As much fun as I’ve had skimming through Ellis’s book over the last few weeks, it is also clear that his text has some important information that would otherwise have been lost. For instance, a short section on “Downing’s Restaurant” is the most cited source for information on this watering hole in the Capitol in the years after the Civil War:
This establishment occupies two rooms, and it is entered from the passage we have been traversing, and from the central corridor. It is handsomely fitted up, and is carried on for the accommodation of the members, officials, and visitors. The proprietor, Mr. George T. Downing, is a gentleman of color, of middle age, and has decidedly the most elegant manners to be seen in the Capitol. He is from New York, where he is well known to all lovers of good living, and has opened in the Capitol one of the best restaurants in the Union. His bill of fare contains every delicacy of the season, and his dishes are served in a style which would not shame Delmonico himself.
Downing [pictured above], who had been born in New York City, attended Hamilton College, then had become a well-known caterer and restaurant owner in his hometown as well as Newport, Rhode Island. He also was heavily involved in anti-slavery work.

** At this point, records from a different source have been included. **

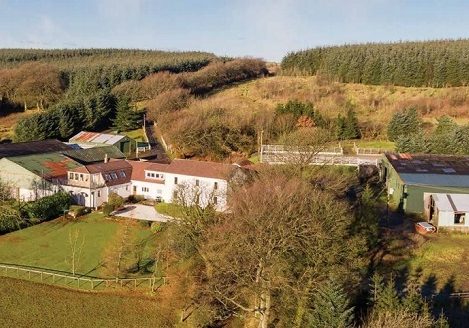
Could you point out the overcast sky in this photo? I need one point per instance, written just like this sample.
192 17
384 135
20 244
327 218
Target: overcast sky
260 28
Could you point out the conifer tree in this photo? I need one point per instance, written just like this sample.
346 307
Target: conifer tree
330 308
126 117
404 123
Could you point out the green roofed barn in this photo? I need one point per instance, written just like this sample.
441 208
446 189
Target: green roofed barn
35 176
409 176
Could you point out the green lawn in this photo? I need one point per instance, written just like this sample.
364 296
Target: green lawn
443 258
169 209
28 304
47 245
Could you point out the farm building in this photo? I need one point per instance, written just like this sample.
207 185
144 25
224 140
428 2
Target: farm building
36 176
86 139
449 211
32 147
408 177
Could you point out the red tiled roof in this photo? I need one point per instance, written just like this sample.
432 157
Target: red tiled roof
138 170
201 169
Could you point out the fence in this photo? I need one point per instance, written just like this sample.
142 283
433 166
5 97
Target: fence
78 281
279 154
368 151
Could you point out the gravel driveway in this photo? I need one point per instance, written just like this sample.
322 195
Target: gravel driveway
141 212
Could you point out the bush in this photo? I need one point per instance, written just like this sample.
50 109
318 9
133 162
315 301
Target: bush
77 211
156 227
49 207
107 209
135 199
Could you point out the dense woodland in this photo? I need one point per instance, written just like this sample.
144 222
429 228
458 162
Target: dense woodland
434 63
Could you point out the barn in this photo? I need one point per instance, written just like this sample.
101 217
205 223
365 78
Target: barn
450 211
409 176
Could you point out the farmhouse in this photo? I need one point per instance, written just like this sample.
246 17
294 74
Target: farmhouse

After the Civil War, he moved to Washington, where he opened his restaurant. It was not always easy, and in 1868, he and his family were “maltreated” by employees of the Baltimore and Ohio Railroad while on their way to Washington. Fortunately, Downing had friends in high places: Charles Sumner, Senator from Massachusetts, took up Downing’s cause.
The restaurant was soon known as a place to avoid the partisanship that reigned elsewhere in the building. An 1874 Daily National Republican article called it a place to bring “unappeased and unappeasable opponents” together. During the Andrew Johnson impeachment, a picture published in Frank Leslie’s Illustrated Newspaper showed members of Congress lunching in Downing’s. The idea was to show that, in spite of the acrimony that the impeachment had created, normal life still continued behind the scenes.
Nonetheless, sometimes partisanship did rear its head in the restaurant, for instance in 1875, when Ex-Congressman James B. Sener of Virginia got into a fight with Emerson P. Brooks, at that time editor of the National Republican newspaper. Fortunately, according to the Washington correspondent of the Baltimore Sun “friends intervened and no serious injury was done.”
One of the people to haunt the restaurant was none other than famous moocher Beau Hickman, who “daily fluctuated between Downing’s Restaurant and the reception room of the Senate,” according to 1922 article in the Evening Star.
Downing did not last long, and in 1876, he was forced to sell the restaurant to a Mr. Freund. While the transfer was not entirely to Downing’s liking, he still took part in the ritual:
The ceremony of presenting the keys will be celebrated like the delivery of the keys to the King of the Carnival on Mardi Gras day. It is understood that, unless the cooks shall strike for higher wages, Mr. Freund will cook 2,673 terrapins and 8,304 quails as a free opening lunch to Congress.
Downing briefly ran the Senate restaurant before returning to Rhode Island, where he continued to fight for civil rights until his death in 1903.